Selim was arrested and detained in September 2015 in connection with a politicised case against critics of the current regime, soon after, he developed a cancerous tumour on his tongue. His health condition worsened, and – as a result of medical negligence on the part of the administrations of both Zagazig and Abu Zaabal prisons – the tumour spread over his mouth and throat. Selim has generally been deprived of even the minimally necessary medical care.
At one point during his detention, doctors advised that Selim needed urgent surgery. However, the National Security Agency (NSA), which takes responsibility for political detainees, did not respond to their advice as Selim’s condition deteriorated. Moreover, since his arrest, Selim has suffered from both physical and psychological abuse at the hands of security and judicial officials. After his arrest seven years ago, he was subjected to enforced disappearance for 30 days, during which time he was tortured in order to extract a confession for various crimes he insists did not commit. After a long period of pretrial detention, he was sentenced to 15 years in prison, following a highly politicised trial.
The Egyptian prison system is infamous for its inhumane conditions, and Selim is held in the particularly notorious Abu Zaabal prison.
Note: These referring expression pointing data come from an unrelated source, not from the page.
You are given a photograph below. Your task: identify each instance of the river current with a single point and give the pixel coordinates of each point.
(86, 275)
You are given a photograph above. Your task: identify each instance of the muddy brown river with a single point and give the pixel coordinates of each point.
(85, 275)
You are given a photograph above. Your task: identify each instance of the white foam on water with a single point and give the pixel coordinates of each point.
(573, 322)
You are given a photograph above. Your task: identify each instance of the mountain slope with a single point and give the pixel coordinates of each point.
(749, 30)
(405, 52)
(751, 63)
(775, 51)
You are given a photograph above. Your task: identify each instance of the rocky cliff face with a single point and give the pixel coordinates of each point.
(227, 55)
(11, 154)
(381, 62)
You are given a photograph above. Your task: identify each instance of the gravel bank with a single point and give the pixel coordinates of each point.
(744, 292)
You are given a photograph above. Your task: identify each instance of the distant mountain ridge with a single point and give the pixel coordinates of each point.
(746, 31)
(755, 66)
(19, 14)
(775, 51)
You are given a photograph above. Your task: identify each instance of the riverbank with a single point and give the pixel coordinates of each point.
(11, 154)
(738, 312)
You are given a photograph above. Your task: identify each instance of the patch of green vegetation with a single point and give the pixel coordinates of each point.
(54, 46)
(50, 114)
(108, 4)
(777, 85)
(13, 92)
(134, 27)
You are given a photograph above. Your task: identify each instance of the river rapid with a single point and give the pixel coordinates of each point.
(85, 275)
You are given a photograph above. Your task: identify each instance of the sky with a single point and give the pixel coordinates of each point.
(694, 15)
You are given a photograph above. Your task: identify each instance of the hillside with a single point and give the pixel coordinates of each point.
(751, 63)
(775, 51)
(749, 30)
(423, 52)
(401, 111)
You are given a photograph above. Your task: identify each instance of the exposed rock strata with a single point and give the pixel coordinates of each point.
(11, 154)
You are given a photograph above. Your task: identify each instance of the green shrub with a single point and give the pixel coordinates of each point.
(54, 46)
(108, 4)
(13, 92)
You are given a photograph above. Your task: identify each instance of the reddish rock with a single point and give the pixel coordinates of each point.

Abu Zaabal is remembered for the August 2013 killing of 38 political detainees while held in a bus outside the prison.
Arab Organisation for Human Rights in the UK (AOHR UK) underlines that the Egyptian authorities bear full responsibility for Selim’s health and life and argue that what is being done to him is premeditated murder.
AOHR UK calls on all human rights and media institutions, and all journalists, activists, and human rights defenders to raise a call for Selim to be allowed to receive the medical attention his life depends on.